1 Introduction

In this session we will learn about benchmarks, which are experiments designed to measure the performance of algorithms, methodologies or statistical models. In particular, we will focus on classification problems. These are problems where data instances are assigned to a set of classes. Note that methods that produce numeric scores can often be disguised as classifiers by adding rules that assign scores to classes. Neurons in neural nets use sigmoid functions for this, see here (in Spanish).

1.1 Definitions

Data instance: individual observation within a data class. Example: a phenotype measurement on a plant, or from a single leaf.

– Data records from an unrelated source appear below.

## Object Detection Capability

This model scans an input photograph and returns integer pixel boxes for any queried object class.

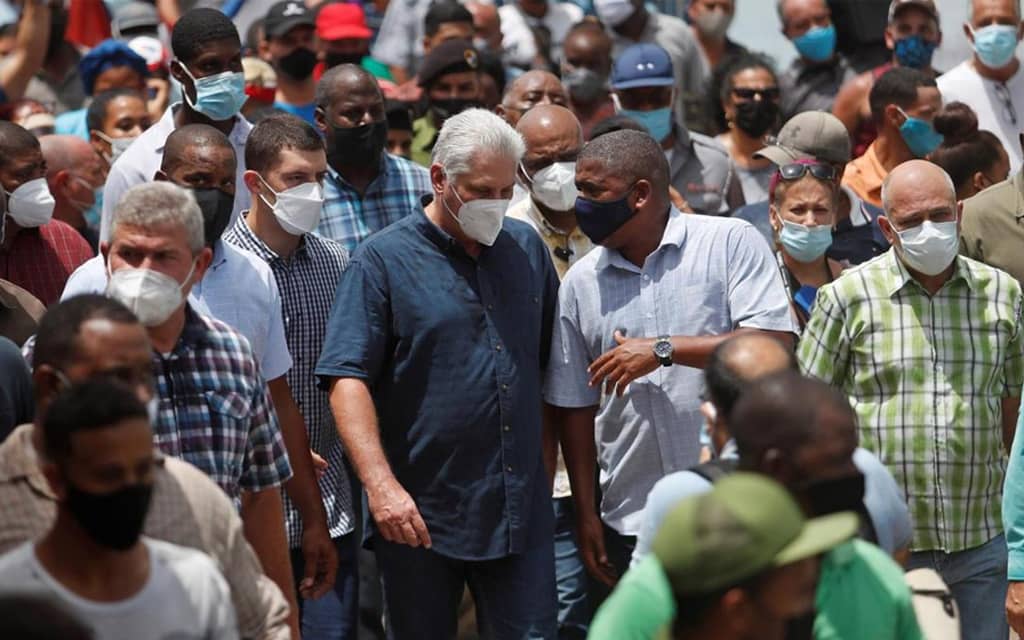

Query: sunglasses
[732,87,781,101]
[778,163,837,182]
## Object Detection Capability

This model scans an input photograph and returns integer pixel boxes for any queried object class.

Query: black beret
[417,39,479,89]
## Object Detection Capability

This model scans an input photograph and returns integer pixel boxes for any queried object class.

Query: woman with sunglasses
[769,159,844,331]
[714,54,782,204]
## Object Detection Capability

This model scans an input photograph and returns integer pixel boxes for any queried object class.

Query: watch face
[654,340,672,359]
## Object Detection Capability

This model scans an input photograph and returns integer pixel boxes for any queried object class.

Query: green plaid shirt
[799,250,1024,552]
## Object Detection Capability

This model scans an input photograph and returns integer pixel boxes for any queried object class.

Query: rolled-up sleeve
[315,251,392,387]
[543,277,599,409]
[725,223,796,332]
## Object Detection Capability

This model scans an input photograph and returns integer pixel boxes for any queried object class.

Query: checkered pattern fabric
[0,219,93,306]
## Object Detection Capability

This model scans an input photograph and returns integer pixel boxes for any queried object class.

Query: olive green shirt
[411,115,439,168]
[961,169,1024,285]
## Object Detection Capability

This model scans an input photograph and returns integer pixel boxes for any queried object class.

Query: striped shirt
[152,306,293,499]
[317,153,432,252]
[544,208,796,535]
[224,216,354,547]
[799,250,1024,552]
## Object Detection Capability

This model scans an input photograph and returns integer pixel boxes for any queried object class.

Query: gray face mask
[562,67,607,103]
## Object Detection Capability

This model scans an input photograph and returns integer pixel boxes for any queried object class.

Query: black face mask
[65,481,153,550]
[430,98,481,125]
[574,187,636,244]
[734,100,780,138]
[277,47,319,80]
[324,51,365,69]
[191,187,235,245]
[800,471,865,517]
[327,120,388,170]
[784,611,816,640]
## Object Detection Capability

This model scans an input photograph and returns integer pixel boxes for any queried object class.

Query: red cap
[317,3,372,41]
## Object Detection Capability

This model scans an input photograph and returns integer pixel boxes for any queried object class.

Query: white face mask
[444,183,508,246]
[259,178,324,236]
[593,0,634,27]
[895,220,959,276]
[94,130,137,165]
[106,261,195,327]
[5,177,55,228]
[524,161,578,212]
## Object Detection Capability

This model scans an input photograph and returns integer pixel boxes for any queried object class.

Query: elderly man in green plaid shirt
[799,160,1024,640]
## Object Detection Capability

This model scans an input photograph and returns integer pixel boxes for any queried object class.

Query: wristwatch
[653,335,673,367]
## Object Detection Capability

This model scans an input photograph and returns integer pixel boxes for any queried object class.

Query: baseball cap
[888,0,938,23]
[417,39,478,88]
[243,57,277,89]
[127,35,169,73]
[111,2,160,38]
[264,0,316,39]
[755,112,852,166]
[611,43,674,91]
[317,3,372,41]
[652,473,858,598]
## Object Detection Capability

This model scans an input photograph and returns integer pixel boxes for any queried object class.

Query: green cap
[652,473,858,597]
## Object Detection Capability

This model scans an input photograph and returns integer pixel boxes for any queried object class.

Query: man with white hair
[800,159,1024,640]
[102,181,297,635]
[315,108,560,637]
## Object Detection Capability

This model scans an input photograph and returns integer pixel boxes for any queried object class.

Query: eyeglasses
[994,82,1018,127]
[778,163,837,181]
[732,87,781,101]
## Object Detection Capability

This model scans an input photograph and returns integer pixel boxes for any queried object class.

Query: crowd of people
[3,0,1024,638]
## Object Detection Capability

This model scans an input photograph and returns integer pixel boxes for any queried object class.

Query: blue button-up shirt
[317,153,432,252]
[315,207,560,560]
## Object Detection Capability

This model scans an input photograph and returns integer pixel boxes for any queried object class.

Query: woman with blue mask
[768,160,844,331]
[714,54,782,204]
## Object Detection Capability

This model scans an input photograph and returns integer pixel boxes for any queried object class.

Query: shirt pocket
[203,390,253,490]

Training set: Set of data used to train a model or algorithm. You can read about how deep learning machines are trained here (in Spanish).

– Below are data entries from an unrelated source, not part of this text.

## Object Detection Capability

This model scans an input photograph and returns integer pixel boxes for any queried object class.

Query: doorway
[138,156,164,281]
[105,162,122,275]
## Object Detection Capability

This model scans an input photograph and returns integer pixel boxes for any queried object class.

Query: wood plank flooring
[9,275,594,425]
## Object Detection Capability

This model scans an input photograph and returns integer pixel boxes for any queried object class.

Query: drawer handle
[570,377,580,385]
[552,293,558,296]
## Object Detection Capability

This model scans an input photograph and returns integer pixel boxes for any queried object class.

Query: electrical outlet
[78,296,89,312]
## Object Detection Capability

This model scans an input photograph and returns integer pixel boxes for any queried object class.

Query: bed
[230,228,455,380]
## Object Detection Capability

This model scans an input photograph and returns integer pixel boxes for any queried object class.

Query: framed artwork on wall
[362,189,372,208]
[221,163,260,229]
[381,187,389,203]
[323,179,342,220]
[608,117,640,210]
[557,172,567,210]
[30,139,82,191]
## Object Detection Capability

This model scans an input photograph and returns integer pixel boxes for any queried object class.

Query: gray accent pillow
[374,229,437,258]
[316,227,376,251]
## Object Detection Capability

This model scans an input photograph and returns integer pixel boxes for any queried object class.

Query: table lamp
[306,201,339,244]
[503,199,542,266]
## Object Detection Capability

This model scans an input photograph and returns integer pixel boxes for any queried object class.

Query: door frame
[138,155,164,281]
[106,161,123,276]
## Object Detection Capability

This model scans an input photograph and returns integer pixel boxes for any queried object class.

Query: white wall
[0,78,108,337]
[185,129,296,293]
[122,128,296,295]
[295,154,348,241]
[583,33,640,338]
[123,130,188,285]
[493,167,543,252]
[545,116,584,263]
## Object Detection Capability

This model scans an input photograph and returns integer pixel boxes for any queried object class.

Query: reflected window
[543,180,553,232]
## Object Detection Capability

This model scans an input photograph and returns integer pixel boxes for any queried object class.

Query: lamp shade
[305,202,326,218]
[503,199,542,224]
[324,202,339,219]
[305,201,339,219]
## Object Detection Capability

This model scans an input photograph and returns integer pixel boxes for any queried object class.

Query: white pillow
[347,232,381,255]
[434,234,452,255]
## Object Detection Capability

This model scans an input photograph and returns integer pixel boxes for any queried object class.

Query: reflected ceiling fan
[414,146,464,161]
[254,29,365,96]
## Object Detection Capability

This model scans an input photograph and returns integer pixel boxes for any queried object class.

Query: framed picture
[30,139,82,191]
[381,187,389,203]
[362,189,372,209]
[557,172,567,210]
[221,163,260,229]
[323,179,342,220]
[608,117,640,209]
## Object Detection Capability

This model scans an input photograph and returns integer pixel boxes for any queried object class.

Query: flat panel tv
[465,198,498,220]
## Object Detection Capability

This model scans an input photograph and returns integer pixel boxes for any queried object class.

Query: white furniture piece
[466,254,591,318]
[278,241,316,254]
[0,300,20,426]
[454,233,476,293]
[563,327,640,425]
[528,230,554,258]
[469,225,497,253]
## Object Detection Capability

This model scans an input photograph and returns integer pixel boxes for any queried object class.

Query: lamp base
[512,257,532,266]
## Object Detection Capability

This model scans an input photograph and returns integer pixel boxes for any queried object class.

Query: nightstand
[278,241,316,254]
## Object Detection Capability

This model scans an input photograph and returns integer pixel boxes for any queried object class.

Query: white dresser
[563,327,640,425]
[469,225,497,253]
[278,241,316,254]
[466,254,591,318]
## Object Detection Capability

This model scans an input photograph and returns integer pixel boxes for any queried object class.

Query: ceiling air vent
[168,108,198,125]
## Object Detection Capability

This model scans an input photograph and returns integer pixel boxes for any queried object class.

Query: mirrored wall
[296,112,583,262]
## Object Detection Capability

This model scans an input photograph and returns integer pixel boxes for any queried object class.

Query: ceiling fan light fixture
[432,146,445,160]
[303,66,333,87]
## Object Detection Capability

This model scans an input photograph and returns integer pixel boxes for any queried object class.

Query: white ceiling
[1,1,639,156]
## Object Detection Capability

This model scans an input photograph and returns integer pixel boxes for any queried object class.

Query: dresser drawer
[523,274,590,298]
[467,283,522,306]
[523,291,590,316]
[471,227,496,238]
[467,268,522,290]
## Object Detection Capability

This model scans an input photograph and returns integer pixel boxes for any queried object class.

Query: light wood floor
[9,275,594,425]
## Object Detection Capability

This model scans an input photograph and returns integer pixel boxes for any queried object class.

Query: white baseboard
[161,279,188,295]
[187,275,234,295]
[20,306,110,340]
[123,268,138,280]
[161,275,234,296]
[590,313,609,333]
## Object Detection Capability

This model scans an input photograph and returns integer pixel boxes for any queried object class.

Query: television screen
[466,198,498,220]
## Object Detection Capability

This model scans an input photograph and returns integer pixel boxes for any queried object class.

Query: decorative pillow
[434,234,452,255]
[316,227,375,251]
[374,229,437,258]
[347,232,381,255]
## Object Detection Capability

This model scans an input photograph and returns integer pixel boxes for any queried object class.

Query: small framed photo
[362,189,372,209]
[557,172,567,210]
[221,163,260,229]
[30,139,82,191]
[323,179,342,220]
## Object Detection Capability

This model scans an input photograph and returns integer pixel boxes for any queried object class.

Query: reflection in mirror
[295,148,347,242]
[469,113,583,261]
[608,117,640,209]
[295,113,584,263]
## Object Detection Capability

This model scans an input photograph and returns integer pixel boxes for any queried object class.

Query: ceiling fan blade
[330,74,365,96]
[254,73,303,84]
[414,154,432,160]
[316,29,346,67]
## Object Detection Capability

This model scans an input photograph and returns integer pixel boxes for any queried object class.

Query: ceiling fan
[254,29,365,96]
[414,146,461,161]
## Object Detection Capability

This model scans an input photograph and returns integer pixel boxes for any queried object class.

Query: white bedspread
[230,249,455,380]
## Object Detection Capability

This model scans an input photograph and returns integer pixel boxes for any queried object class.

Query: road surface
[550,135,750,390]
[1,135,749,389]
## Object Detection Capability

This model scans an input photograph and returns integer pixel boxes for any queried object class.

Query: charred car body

Validation set: Fraction of the data used to check the trained model during cross-validation.

Test set: Independent set of data used to measure the performance of a trained model or algorithm. If only one dataset is available then test and validations sets might be the same.

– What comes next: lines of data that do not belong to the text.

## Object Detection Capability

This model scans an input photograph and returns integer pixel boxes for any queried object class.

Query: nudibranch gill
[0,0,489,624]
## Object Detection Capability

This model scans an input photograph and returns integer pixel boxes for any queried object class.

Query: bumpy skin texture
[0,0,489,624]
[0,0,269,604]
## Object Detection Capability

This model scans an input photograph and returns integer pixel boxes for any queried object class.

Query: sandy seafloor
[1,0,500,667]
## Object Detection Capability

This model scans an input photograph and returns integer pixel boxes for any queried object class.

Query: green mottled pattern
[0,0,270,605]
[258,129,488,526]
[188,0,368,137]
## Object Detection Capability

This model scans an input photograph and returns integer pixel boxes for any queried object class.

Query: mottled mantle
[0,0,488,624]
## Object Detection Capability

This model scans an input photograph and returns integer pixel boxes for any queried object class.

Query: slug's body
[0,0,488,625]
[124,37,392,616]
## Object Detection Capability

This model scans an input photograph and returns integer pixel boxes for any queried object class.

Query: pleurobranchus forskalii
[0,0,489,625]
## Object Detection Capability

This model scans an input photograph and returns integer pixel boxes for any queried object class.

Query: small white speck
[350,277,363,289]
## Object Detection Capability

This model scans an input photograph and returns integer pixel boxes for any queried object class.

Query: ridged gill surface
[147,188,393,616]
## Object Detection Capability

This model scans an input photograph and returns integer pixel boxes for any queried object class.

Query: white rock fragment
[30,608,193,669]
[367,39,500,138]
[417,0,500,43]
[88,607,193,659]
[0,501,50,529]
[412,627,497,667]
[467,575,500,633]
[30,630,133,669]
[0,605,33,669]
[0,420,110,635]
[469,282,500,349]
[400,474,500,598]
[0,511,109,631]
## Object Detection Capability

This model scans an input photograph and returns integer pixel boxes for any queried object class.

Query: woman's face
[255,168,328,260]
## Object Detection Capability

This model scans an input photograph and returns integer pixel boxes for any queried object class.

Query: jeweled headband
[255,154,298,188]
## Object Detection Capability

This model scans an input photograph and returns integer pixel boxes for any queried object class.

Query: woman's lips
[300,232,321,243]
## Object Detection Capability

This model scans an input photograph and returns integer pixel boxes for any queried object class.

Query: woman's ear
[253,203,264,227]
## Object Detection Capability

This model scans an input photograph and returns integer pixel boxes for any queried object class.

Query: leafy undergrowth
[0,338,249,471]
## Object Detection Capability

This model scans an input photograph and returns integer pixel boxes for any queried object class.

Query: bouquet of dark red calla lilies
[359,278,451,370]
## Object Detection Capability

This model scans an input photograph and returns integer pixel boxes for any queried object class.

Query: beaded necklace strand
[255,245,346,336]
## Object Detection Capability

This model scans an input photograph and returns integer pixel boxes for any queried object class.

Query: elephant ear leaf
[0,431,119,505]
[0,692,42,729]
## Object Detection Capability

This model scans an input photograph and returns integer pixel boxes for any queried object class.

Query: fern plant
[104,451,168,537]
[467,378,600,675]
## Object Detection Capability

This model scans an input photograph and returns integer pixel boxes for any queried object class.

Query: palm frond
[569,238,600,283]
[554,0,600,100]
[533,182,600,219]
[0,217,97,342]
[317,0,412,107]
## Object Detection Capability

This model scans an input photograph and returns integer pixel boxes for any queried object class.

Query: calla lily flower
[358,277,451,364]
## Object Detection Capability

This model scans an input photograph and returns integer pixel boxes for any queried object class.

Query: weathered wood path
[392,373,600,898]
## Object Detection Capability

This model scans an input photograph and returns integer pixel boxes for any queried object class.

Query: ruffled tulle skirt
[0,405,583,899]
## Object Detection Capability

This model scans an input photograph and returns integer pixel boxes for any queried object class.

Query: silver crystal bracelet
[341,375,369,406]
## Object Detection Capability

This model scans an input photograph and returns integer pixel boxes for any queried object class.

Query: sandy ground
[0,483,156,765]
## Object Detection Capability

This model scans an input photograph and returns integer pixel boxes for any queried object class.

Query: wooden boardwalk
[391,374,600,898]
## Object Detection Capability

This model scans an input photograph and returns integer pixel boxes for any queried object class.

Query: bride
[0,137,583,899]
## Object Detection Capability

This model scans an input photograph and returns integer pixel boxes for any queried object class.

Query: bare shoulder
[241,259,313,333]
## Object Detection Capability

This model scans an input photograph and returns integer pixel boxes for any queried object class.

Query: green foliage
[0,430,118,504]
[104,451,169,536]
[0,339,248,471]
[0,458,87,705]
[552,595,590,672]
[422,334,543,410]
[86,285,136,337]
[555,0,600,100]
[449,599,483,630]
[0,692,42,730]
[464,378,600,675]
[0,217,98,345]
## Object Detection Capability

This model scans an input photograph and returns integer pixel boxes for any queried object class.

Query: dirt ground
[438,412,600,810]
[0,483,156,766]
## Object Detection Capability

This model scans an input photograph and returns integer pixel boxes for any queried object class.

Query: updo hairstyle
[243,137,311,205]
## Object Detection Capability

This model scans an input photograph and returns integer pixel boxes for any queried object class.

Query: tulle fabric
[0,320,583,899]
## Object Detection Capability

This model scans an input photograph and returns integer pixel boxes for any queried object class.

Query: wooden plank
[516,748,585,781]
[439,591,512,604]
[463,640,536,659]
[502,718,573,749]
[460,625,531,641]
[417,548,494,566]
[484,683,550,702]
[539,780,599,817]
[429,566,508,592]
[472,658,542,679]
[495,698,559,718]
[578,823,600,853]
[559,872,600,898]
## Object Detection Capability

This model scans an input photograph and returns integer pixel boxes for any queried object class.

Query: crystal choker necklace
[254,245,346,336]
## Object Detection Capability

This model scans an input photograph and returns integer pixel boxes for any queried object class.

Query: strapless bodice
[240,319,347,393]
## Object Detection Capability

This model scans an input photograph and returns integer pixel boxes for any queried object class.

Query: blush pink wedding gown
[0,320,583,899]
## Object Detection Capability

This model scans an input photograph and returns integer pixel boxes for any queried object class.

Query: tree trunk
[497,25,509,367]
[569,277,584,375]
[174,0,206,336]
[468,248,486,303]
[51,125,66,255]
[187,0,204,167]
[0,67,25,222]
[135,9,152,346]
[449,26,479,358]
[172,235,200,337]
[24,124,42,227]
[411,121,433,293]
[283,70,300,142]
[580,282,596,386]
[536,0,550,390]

The next figure from Km121220 (2020) illustrates two possible ways to partition a dataset for benchmarking. On top, dataset A only uses a training set and a test set for testing the trained model. Below, dataset B is split in three parts, with train + validation using during cross-validation and a test set to evaluate the final model:

Cross-validation: model validation procedure based on repeatedly spliting a dataset in training and validation subsets. Partitions can be done in various ways, such as 80% training and %20 validation, or %50/%50. A test set can still be used to independently measure performance on an independent dataset.

Imbalanced dataset: Occurs when the number of data instances in each class is not balanced in the training dataset. Severe imbalance happens when the distribution of instances is uneven by a large amount (e.g. 1:100 or more) and are particularly challenging for training.

Over-training: Occurs when the performance on the training sets improve while getting worse on the validation sets. It is a form of over-fitting the training data. Learn more here (in Spanish).

Positive and negative cases: When classifying data instances, positives are cases that truly belong to a class and negatives those that do not belong to it. The following figure, taken from (Walber 2014), summarizes how predictors or models handle instances and how the four possible outcomes (TP,FP,TN,FN) can be used to compute specificity and sensitivity:

Sensitivity or recall: is also called True Positive Rate (TPR) \[ sens = \frac{TP}{TP+FN} \]

Specificity or precision:

\[ spec = \frac{TN}{TN+FP} \] Note that \[1 - specificity \] is the False Positive Rate (FPR), typically used in ROC curves, as shown below.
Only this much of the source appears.